Я ушёл, набрался зековского лихачества, где наша не пропадала. Больше вышки не дадут, дальше Колымы не пошлют. Я шёл по вечернему лагерю, туман, свет, ноздри слипались от морозного воздуха, поздно уже было, если остановит надзор, скажу, вызывали в барак к больному. Надзиратели меня почти все знают. Вот и больница, тепло, чисто, светло и санитар Гущин огромной шваброй ритмично бухает по доскам пола, будто локомотив работает. Санитаров у нас много, но Гущина я вижу чаще других, даже удивительно. Как Спиваков отвлекается шахматами, так Гущин отвлекается шваброй. — «Вас вызывают в оперчасть, Евгений Павлович. К старшему уполномоченному Дубареву».

Прощай, короткое моё лихачество. Дубарев — тот самый Кум, что отправил меня из медпункта 12-го барака на Каменный карьер.

6

Утро.
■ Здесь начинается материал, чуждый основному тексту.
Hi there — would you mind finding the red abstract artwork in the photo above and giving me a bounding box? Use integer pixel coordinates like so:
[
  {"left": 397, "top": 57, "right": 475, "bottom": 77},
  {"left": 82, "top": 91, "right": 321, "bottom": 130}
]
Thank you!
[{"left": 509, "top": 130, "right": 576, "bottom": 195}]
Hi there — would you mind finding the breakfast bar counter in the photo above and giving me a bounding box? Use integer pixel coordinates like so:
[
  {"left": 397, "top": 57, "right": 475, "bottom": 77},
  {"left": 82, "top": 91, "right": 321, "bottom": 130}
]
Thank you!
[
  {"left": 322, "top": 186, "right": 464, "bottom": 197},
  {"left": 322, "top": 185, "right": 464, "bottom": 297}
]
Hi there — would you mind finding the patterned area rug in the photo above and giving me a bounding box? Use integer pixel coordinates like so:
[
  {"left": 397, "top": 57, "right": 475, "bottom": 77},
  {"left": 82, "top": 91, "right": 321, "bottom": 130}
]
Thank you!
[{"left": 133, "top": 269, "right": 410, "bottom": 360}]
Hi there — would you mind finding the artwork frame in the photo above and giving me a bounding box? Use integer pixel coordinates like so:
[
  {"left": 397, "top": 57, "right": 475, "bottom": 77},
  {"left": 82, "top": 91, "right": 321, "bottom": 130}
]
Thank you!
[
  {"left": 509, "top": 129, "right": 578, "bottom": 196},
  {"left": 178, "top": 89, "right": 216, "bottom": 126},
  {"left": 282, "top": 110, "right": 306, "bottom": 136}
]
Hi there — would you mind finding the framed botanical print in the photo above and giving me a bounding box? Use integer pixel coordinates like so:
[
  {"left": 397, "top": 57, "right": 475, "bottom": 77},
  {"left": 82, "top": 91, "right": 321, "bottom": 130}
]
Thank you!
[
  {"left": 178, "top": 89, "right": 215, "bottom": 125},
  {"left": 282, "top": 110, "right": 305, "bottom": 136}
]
В штабе особенная чистота, крашеные синим панели, надраенный жёлтый пол. Чистота мне всегда нравилась, а сейчас особенно, Дубарев не прикажет мне браться за швабру. В кабинете опера на окне решётка, у стенки скамья прибита, сейф голубой и на нём шкатулка с инкрустацией из соломки.

«Объясни, как зарезали зека Ерохина». — «Мы не резали, мы делали операцию ради спасения жизни». — «На кого мне прикажешь повесить смерть Ерохина?» — Помнит он меня или забыл? Не на курорт отправлял и не так уж давно, год назад. Скорее всего, забыл, а то бы давно из санчасти выгнал. Он пресёк мои сомнения: — «Мы к тебе уже применяли штрафную санкцию, а толку мало. Собрались разгильдяи, медицински безграмотные, вам только зачёты давай, а на больных наплевать».

Я молчал, терпел. Достоинство не только у меня должно быть, но и у него. Я ничего не нарушил, переступив порог, снял шапку. Как в церкви. Представился, святцы ему свои (две фамилии, три статьи, срок) произнёс чётко и — «по вашему вызову прибыл». Он на меня не смотрит, в ответ ни слова. Над его головой портрет Сталина. Когда мне читали приговор, над головой председателя трибунала тоже висел портрет Сталина, и я смотрел на него с надеждой — а вдруг условно? Очень хотелось, чтобы вождь мне судьбу облегчил, что ему стоило. Я же его хвалил в стихах: «Если даже и солнце погаснет, будет имя светить твоё», — редко кто так превознес, разве что Б. Пастернак: «За древней каменной стеной живёт не человек — деянье, поступок ростом с шар земной». Позади меня стояли двое зелёных с саблями наголо, как положено в трибунале, в дверях теснились человек пятнадцать офицеров, и видно было, они за меня, знают обо мне от студентов, мои дневники попали в дело после обыска, все читали, кому не лень. И пока председатель трибунала, рыжий, лысый, безбровый, рыжим в рай не попасть, выговаривал приговор, в дверь проталкивались всё больше военных. Они знали, прокурор потребовал мне минимум — пять лет, знали, что есть люди, которые хлопочут, чтобы мне дали как можно меньше, но они также знали, что есть люди, которые хлопочут, чтобы дали как можно больше и отправили как можно дальше. Приговор прозвучал, восемь лет, они все вышли, и дверь закрылась, а я лечу дальше с двумя архангелами за спиной…

«Кто делал операцию зека Ерохину?» — вяло спросил Дубарев — «Начальник стационара Глухова, зека Пульников и я». — «Ты мне на Глухову не сваливай». — Его грубость укрепила мою настырность. Я не думал на неё сваливать, а теперь буду. Не только от страха, но прежде всего от его наглости. «Продолжай давать показания». Как всё-таки действуют юридические словечки, чёрт бы их побрал. — «Было две операции, сначала грыжесечение старику, делала Глухова». — «Опять?!»